Saturday, 31 May 2014

Is 21st century education obsolete?

Can you imagine using a cell phone that is 10 years old?  I have seen a few but not many.  Driving a 10-year- old car has become more possible since that is merely a 2004 model and cars haven’t radically changed all that much in terms of performance, especially as they enable you to get from one place to another.  And, if one is careful about maintenance (and sustainability) any good car can get 200,000 miles.  However, hybrids and other alternative fuel cars have come on the market within the past decade for the most part.  The world of consumption designs built-in obsolescence to make us believe we need the newer, better, much improved model and a lot of that is nothing more, or less, than slick marketing gimmicks.

I have several pairs of shoes and lots of clothes older than 10 years that still have a lot of wear left in them and I don’t care that much about style.  Tools in the barn?  They are pretty much the same ones as I have had for more than 10 years and still performing well.  And me?  Well, I am about to start my 78th year and I don’t think I am quite ready to be put into the obsolete pasture just yet.  That will come soon enough, thank you very much.

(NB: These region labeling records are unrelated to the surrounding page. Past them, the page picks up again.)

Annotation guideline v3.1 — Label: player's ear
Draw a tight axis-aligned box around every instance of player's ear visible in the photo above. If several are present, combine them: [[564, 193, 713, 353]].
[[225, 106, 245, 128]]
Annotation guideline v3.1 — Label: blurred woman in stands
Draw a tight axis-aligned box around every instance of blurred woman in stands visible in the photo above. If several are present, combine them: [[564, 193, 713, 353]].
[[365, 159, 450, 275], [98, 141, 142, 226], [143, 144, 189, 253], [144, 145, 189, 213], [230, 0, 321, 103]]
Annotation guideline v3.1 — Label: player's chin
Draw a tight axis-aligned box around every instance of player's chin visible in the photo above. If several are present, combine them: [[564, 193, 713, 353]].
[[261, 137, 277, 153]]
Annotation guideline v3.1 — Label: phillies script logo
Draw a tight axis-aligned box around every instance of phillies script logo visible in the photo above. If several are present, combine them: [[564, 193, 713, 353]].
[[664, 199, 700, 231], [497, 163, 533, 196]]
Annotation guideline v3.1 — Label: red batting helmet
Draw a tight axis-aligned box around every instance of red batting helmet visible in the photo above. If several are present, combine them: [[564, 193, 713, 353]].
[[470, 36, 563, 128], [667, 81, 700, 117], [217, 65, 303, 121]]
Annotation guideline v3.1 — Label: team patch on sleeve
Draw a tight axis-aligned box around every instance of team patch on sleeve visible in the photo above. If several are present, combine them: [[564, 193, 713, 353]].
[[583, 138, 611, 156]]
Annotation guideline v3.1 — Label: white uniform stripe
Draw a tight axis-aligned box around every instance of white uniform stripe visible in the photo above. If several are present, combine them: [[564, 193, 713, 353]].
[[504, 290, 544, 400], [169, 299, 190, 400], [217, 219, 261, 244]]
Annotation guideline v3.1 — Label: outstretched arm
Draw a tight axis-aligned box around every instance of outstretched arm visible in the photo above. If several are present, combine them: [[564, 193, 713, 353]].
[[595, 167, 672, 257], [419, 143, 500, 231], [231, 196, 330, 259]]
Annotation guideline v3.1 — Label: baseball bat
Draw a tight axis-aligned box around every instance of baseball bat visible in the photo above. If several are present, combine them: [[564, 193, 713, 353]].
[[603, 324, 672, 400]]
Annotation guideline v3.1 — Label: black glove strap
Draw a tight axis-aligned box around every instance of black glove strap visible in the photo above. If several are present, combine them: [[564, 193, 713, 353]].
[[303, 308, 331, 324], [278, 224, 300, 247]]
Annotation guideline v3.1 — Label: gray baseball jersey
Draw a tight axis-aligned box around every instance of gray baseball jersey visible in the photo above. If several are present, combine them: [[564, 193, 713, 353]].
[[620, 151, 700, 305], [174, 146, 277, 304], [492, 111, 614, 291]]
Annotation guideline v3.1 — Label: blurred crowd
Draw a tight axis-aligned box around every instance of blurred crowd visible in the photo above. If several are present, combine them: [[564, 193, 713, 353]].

But education, being defined as 21st century, while well intentioned, and calling for reform, has yet to show widespread signs of significant change although we are past a decade into the 21st century.  There are certainly bright spots here and there and signs of hope in many places where people are investing in a different kind of delivery and outcome.  But we’re still bogged down by standardized test scores, obsolete measurement and assessments that do very little for kids, bureaucratic systems that thrive on top-down, heavy-handed management, and too much one size fits all mentality.  Kids are still primarily grouped by ages.  Ken Robinson refers to that as the only thing they really have in common is their date of manufacture.  His talk on changing the paradigm is a must see and hear.

We need another name and another concept for education that is truly reformed, truly catholic (little C, please!) and truly evangelical.  I remember that phrase from a long time ago, uttered by James I. McCord in a theological debate about reforming religion, still a big issue in my mind.  My point is that the terms could also be applied to education.  The operative word may, in fact, be truly.  Instead of tweaking the edges, adding a new course, hiring someone in charge of creative learning, etc. we need a radical re-design of the entire enterprise.  There is not much short of a revolution that will accomplish what I see is needed.  Evolution will take too long and leave too many children behind.

So, you ask, what is needed?  What can you do without “throwing out the baby with the bath water?”  For starters, ask yourself what you would do if you were starting over, what you might do if you were starting a “school” from scratch, a clean, blank slate and you can create whatever you believe will make a difference in the lives of kids, regardless of the age group you want to serve?  First, why would you do it? What would you do?  How would you do it?  Who would you like to join you in the effort?  And, finally where would you want to do that?  OK, have you gotten some answers to those questions?  Really?  Are you sure?  Maybe it’s not even a “school” as such places have been defined in the past.

Now, move to what the obstacles are that are preventing you from accomplishing reforming, reshaping and redesigning where you are.  How would you go about removing those obstacles?  Maybe it is not re-anything as that might be regression.  How about the concept of a new school within a school, not for everyone, but for those willing to take an intelligent risk on a new design for teaching and learning, emphasis on learning, not teaching?  How about that for starters?  Now come up with your own and go for it.  Need help?  Ask for it.